Dans un second temps, si le Maire n’a pas tenu compte des termes de la lettre d’observations, le Préfet peut saisir le Tribunal d’un « déféré » [en réalité, le Préfet pourrait juridiquement déférer sans formuler préalablement de « lettre d’observation », mais dans la pratique, on l’imagine cependant assez mal]].
Le Préfet peut déférer un acte sans avoir été saisi d’une demande en ce sens. Inversement, saisi d’une demande, fût-elle justifiée et fondée, il n’engage pas la responsabilité de l’Etat en ne déférant pas [2].
Dans la pratique, une collectivité qui serait quelque peu « border line » sur le plan de la légalité sera gênée par des demandes de déférés préfectoraux qui l’obligeront à se justifier sur des dossiers qu’elle aurait préféré sans doute mener en catimini, seule et sans aucun contrôle d’élus, ni sans attirer l’attention des services de la Préfecture.
En outre, le requérant verra dans une certaine mesure, le délai d’expiration de sa propre action prorogé [ selon les cas, l’article [L 2131-8 du Code Général des Collectivités Territoriales peut ouvrir une prorogation qui pourrait aller jusqu’à l’expiration du délai de 2 mois suivant le refus implicite (silence pendant 2 mois) ou la décision négative explicite du Préfet C.E. 25 janvier 1991, Brasseur; en cas de silence du préfet ce délai d’action du requérant au déféré provoqué expire donc 2 mois + 2 mois = 4 mois après sa demande de déféré.
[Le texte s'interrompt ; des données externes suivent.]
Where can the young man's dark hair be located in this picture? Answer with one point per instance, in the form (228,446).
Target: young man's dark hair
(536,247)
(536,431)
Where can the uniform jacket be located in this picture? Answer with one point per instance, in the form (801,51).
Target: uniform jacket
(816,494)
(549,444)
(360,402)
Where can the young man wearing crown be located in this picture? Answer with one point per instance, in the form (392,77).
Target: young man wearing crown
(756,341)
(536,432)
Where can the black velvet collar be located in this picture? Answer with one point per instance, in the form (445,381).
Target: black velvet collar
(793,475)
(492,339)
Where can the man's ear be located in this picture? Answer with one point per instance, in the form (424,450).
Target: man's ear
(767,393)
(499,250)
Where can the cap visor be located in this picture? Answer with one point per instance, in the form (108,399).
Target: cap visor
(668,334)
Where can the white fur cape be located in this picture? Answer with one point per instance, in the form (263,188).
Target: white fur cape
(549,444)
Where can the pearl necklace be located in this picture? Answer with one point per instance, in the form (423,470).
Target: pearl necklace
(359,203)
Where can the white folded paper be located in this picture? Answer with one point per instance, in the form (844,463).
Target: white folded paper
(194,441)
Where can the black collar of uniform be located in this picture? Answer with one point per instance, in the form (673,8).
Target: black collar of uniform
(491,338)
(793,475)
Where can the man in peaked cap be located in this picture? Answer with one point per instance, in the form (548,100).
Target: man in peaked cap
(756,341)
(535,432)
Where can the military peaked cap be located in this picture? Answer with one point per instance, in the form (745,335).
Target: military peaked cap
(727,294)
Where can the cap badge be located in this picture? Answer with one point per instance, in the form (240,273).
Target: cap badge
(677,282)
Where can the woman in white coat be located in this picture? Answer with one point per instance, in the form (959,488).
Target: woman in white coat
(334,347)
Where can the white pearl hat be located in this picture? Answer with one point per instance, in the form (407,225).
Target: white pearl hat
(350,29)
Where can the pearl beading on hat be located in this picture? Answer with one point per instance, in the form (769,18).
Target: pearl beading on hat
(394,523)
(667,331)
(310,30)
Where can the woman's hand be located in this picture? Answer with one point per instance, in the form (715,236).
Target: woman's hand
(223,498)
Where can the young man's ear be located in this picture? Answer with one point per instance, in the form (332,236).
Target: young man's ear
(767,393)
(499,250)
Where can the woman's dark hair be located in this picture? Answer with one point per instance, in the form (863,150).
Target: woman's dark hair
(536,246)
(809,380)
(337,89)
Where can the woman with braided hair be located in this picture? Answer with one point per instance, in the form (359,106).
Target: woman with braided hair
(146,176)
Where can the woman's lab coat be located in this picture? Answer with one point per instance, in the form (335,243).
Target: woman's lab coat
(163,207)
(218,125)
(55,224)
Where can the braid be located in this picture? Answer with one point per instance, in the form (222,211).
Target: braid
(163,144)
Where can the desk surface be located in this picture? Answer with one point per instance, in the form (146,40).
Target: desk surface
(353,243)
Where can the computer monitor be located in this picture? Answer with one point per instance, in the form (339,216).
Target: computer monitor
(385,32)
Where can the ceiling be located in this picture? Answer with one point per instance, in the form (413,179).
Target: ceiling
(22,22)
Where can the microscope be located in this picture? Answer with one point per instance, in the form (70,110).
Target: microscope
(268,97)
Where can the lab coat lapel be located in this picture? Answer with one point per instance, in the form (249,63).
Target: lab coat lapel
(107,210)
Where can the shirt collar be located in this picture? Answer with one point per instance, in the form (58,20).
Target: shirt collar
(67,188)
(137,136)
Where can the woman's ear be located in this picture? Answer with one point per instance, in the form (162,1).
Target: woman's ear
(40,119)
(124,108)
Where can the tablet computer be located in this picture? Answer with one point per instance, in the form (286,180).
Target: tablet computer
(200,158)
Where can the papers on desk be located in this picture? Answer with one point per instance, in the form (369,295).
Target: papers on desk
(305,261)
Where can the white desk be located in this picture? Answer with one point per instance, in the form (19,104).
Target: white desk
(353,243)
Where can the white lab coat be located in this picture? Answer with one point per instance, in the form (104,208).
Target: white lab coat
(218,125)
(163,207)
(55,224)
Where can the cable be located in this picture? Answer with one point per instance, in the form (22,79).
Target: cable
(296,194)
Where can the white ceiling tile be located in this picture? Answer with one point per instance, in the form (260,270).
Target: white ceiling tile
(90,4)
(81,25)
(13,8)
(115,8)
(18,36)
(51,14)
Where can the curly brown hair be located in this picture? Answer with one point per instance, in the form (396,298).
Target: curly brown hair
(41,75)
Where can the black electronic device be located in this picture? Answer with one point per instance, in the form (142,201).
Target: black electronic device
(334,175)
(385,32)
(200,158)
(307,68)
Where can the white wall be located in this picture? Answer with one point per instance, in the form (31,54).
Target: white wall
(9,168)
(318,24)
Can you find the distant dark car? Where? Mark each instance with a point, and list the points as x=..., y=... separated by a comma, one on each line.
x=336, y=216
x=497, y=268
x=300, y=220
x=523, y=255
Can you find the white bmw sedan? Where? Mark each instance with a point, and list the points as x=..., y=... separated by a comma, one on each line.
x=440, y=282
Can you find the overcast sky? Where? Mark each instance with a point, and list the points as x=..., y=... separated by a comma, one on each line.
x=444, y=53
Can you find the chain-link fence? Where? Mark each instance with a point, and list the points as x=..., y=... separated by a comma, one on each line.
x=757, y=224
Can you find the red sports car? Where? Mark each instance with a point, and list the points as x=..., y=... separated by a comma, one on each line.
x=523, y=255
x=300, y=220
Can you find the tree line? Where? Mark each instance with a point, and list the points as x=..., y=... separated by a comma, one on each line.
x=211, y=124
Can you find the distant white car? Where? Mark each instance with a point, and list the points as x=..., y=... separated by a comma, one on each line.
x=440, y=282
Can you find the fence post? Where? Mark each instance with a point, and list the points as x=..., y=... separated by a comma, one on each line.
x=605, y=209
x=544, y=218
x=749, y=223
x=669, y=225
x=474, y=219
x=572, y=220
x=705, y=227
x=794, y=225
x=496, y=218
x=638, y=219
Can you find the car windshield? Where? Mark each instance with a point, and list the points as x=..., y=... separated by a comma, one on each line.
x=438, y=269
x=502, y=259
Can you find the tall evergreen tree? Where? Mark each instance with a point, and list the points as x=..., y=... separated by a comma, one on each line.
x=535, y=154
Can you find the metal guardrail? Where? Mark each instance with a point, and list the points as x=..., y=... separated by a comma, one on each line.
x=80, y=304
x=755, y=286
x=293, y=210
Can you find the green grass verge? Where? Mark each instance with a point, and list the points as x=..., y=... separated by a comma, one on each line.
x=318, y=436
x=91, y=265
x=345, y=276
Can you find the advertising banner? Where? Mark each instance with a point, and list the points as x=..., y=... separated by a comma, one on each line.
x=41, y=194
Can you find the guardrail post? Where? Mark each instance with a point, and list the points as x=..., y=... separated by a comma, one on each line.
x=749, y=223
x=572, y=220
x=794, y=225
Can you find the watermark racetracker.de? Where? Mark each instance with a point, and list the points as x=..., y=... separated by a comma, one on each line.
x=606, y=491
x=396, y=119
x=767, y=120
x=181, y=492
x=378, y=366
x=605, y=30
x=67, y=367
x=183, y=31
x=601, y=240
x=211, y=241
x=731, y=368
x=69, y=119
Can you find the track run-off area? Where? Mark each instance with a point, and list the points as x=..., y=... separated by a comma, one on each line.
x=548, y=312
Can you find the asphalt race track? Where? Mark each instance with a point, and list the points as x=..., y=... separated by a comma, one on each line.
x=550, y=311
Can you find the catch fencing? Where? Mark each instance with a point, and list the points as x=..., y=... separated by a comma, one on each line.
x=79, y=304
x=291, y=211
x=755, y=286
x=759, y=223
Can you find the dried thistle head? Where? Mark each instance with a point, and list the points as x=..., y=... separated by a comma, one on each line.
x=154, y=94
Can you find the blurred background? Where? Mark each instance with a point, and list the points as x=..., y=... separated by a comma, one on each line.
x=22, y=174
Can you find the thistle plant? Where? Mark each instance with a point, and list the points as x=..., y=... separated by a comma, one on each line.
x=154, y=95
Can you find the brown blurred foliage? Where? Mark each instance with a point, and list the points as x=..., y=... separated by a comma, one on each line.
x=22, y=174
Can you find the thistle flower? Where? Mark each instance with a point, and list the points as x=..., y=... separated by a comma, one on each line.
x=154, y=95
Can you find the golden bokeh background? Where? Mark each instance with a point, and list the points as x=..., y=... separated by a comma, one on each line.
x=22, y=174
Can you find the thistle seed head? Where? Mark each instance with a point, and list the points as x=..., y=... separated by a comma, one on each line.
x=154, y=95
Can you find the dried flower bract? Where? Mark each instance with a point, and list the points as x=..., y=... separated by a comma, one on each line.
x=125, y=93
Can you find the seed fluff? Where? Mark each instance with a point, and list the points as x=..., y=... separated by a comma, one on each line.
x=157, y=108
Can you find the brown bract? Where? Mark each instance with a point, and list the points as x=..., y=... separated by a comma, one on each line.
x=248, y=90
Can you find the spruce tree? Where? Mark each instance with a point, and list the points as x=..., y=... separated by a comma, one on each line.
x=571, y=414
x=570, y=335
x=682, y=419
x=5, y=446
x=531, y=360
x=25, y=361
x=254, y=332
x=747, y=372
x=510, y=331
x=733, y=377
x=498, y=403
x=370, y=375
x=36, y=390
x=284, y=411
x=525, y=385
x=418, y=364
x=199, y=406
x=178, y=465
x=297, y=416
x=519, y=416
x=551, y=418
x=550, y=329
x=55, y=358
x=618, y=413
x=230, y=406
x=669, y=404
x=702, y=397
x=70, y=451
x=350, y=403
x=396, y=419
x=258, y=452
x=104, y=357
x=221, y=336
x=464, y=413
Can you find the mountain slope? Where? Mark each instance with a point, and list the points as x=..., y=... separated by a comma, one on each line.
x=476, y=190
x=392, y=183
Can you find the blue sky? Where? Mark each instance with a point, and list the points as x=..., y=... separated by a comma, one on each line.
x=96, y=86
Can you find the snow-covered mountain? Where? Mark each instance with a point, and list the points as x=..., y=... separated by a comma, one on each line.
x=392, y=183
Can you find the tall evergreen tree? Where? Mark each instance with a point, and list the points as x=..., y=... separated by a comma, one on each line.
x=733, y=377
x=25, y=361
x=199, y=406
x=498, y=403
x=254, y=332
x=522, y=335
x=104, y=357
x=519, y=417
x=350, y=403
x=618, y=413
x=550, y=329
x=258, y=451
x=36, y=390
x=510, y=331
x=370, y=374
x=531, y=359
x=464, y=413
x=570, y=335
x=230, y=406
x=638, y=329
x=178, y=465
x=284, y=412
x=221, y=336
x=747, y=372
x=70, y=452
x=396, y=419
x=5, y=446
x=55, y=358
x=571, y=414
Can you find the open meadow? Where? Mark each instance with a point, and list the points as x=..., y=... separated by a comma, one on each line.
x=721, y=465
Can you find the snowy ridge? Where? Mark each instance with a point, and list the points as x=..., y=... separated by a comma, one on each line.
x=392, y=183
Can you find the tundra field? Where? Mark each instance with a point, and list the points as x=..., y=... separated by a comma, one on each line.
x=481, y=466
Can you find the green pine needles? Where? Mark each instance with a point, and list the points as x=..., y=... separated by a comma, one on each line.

Toutefois, la demande adressée au Préfet ne proroge pas les délais qui résultent pour celui-ci de l’application de l’article L 2131-2 du Code Général des Collectivités Territoriales ]] .
C’est d’ailleurs ici, l’un des intérêts principaux de la demande de déféré puisqu’elle va permettre incidemment au requérant de retarder pour lui le moment de saisir le Tribunal dans l’hypothèse où il envisagerait cette éventualité [sur ce point, un recours grâcieux produirait toutefois le même effet]].
Naturellement, pour lui garantir les meilleures chances d’être utile, il est préférable d’adresser la demande de déféré au Préfet dans un délai raisonnable qui se soit pas trop proche de l’expiration du délai de recours [3]. En effet, il importe que le Préfet dispose du temps nécessaire à la rédaction de sa lettre d’observations ou de sa requête en déféré.
Un risque de mésaventure cependant mérite d’être signalé : si le Préfet défère la décision illégale au Tribunal Administratif, mais que, se ravisant, il se désiste ensuite en cours d’instance, le tiers lésé, l’élu, l’association qui n’auraient pas engagé en temps utile leur propre action se verraient alors dépourvus de toutes voies légales de contestation. C’est la raison pour laquelle, il peut parfois être utile à ceux-ci d’engager un recours parrallèle à celui du Préfet, et qui donc survivrait à un désistement éventuel du Préfet en cours d’instance[4].